Indian Catholic News

Mumbai Catholics demand justice of rape victims

The Archdiocese of Bombay issued a statement on April 14 summarizing the anger and disappointment of the Church.


Catholics in various parishes of Mumbai archdiocese launched protests demanding action against the criminals who raped girls in Kathua in Jammu & Kashmir and Unnao in Uttar Pradesh.

"Evil exists and perpetuates because good people are silent," said a statement from the archdiocese April 14.

“We hope to awake the collective conscience of the community and the nation and say this is not the India we love. We don't want well-crafted advertising statements or campaigns but action on the ground that provides for a safe India," said the statement issued by Father Nigel Barret.

In Thane, Bishop Allwyn D'Silva is organising a rally and a signature campaign at St John the Baptist Church on April 18. He said, "We are inviting an advocate to explain the legal position and other speakers to communicate the gender aspect.

“The culprits must be brought to book and victims must receive speedy justice and compensation." Bishop Allwyn said parishes could organise similar rallies or a show of solidarity.

Fr Warner D'Souza, the parish priest of St Jude Church in Malad East, urged parishioners to wear black outfits to weekend mass.

"This is the least we can do. In another country the Kathua incident would be treated like a war crime. The situation in our country has reached breaking point," he said. Fr Warner also invited parishioners to speak on gender discrimination.

Fr Felix D'Souza who helms one of the largest parishes in the city, St Anthony's Church in Vakola, led parishioners in observing a minute of silence at all masses on April 14 and 15, Saturday and Sunday, "to symbolise the solidarity of a nation in mourning". "We raise three slogans -- we protest, we demand justice and may God protect our country," he said.
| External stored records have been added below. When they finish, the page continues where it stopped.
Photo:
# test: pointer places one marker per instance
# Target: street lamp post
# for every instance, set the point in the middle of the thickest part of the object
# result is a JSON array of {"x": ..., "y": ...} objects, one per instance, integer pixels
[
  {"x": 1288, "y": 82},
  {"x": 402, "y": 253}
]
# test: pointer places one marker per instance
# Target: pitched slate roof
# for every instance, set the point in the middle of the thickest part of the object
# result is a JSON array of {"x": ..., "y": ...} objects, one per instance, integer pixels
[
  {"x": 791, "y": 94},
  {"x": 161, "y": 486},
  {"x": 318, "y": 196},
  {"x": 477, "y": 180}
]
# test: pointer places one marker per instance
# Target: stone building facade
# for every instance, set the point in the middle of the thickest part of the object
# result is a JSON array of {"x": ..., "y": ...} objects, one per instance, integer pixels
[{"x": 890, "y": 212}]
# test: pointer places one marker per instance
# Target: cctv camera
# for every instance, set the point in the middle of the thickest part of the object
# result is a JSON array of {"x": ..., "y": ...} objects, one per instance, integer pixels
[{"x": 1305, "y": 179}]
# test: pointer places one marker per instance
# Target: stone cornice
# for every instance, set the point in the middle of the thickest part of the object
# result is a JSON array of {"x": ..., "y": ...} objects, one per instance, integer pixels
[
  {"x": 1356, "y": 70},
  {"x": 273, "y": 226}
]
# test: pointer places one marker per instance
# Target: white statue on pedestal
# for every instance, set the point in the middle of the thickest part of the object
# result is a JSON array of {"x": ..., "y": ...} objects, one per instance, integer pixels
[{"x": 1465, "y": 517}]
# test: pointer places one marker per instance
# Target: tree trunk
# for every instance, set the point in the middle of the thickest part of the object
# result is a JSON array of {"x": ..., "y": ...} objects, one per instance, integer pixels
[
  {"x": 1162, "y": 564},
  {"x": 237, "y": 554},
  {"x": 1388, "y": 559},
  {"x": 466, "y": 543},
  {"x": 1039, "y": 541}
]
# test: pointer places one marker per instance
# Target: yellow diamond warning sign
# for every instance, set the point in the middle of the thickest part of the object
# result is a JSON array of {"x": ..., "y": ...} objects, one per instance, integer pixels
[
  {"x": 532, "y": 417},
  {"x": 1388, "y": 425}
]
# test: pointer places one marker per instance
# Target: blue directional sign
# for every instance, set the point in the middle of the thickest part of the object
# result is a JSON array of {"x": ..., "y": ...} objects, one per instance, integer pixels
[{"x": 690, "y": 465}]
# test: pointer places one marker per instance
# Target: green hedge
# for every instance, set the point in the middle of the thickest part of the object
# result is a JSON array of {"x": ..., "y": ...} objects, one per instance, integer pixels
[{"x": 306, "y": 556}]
Fr Nigel said the Church has always stood in solidarity with victims of injustice. "Too often we are silent to the pain and suffering around us. Many people tend to think that if it does not affect me then it's not my problem. Even though these incidents have happened far away from Mumbai (they do matter). This is not a protest, it's not political but our collective mourning as a community," he said.